原風景のなかへ [著]安野光雅
[評者]原真人(本社編集委員) [掲載]2013年09月15日 [ジャンル]アート・ファッション・芸能
■魔法が隠されているよう
安野光雅が描くと、花も森も写実的なようでいて、なぜかだれの絵とも違う、淡く、澄んだ色調になる。独特の安野ワールドになるのだ。それは水彩やパステルの独特のタッチのせいだとずっと思っていたが、この本でそれだけではないと知った。
昭和の面影が残る千葉県佐原の街並み。土蔵や郵便ポストまでていねいに描いたその水彩画を著者は「一見写生風に見えたらお慰み」といい、実は一軒一軒バラバラにスケッチして組み合わせた「仮想の町」だと明かす。

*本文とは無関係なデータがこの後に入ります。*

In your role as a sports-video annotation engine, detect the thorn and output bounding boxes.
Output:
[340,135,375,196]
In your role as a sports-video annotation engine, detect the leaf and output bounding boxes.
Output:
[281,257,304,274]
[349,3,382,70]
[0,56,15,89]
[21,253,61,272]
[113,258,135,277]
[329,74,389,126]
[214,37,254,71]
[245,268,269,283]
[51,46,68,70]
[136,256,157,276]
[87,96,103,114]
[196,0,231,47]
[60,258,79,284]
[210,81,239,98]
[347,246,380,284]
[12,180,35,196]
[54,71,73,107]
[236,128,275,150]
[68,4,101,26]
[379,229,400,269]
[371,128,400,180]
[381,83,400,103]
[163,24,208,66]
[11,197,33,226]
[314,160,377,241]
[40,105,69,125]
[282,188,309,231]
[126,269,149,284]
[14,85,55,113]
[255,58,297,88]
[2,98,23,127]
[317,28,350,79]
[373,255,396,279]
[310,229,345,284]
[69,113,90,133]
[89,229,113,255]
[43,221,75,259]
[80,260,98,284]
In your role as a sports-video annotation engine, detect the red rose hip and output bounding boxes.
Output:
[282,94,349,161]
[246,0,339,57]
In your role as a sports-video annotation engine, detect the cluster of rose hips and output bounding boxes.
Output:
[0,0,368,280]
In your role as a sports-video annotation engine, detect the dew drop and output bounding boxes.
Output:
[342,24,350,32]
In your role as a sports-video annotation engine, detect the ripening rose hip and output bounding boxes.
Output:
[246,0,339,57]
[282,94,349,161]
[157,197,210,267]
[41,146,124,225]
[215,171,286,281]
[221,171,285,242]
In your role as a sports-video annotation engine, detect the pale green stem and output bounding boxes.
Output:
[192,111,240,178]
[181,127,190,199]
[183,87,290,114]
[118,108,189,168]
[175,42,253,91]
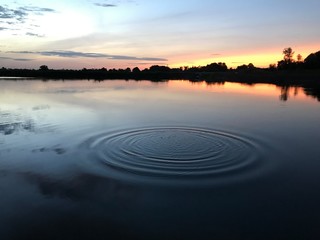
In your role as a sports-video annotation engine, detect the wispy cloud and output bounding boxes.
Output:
[26,32,44,38]
[94,3,118,7]
[0,5,56,37]
[8,51,168,62]
[0,57,33,62]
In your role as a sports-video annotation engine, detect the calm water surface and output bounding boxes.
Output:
[0,80,320,240]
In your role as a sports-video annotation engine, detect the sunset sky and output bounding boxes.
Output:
[0,0,320,69]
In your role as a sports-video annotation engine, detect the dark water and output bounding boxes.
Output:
[0,80,320,240]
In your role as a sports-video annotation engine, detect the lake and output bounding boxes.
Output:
[0,79,320,240]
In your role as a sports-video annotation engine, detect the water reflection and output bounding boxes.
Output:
[0,80,320,240]
[0,110,36,135]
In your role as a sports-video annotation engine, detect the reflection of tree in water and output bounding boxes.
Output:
[0,111,35,135]
[279,84,320,102]
[304,84,320,102]
[280,86,291,102]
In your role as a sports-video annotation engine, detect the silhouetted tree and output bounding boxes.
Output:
[304,51,320,69]
[132,67,141,73]
[282,47,294,63]
[297,54,303,62]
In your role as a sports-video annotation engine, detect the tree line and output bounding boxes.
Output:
[0,47,320,80]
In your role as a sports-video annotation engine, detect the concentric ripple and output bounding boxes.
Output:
[80,127,261,180]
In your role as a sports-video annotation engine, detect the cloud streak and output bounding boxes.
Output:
[0,5,56,37]
[94,3,118,7]
[0,57,33,62]
[8,51,168,62]
[26,32,44,38]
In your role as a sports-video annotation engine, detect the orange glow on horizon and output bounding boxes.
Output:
[169,44,320,68]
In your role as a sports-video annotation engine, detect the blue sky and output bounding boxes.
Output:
[0,0,320,69]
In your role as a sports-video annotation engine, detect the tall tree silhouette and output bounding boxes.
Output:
[282,47,294,63]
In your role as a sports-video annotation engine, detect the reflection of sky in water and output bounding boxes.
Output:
[0,80,320,240]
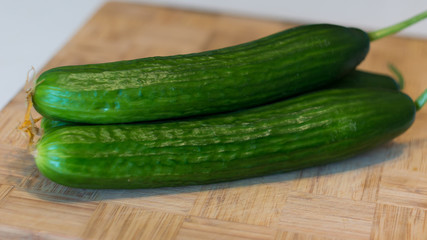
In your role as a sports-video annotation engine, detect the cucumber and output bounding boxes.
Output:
[35,88,418,189]
[326,70,401,91]
[40,70,399,132]
[32,24,369,124]
[31,12,427,124]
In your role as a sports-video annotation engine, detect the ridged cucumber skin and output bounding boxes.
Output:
[36,89,415,189]
[41,70,399,132]
[33,24,369,124]
[326,70,400,91]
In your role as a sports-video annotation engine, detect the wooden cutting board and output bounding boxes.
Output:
[0,3,427,240]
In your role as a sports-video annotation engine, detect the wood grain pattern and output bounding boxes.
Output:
[0,2,427,240]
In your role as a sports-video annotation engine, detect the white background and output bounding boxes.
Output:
[0,0,427,109]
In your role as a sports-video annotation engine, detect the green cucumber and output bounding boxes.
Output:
[32,13,427,124]
[35,88,420,189]
[40,70,399,132]
[326,70,400,91]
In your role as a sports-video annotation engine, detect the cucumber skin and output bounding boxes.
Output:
[36,89,415,189]
[326,70,400,91]
[37,70,399,132]
[33,24,369,124]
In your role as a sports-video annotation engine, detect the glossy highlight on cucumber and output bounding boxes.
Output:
[36,88,416,189]
[40,70,400,132]
[32,24,369,124]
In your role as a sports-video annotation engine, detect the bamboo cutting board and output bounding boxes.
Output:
[0,3,427,240]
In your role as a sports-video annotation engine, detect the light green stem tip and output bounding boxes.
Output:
[415,89,427,111]
[368,11,427,41]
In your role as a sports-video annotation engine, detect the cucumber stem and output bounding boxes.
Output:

みる側にそれと知られぬ巧(たくら)みが施されているのだ。
絵は「むしろ見えないものを描くもの」と著者はつぶやく。収められた日本の原風景34作をそうやってながめ直すと、何げない風景にも魔法が隠されているようで楽しい。
当代の名文家でもある著者の一作ごとのエッセーもニヤリ、ほろりとさせられる逸品ぞろいだ。いや、画の手の内まで明かすのだから、本書の主役はむしろこちらかも。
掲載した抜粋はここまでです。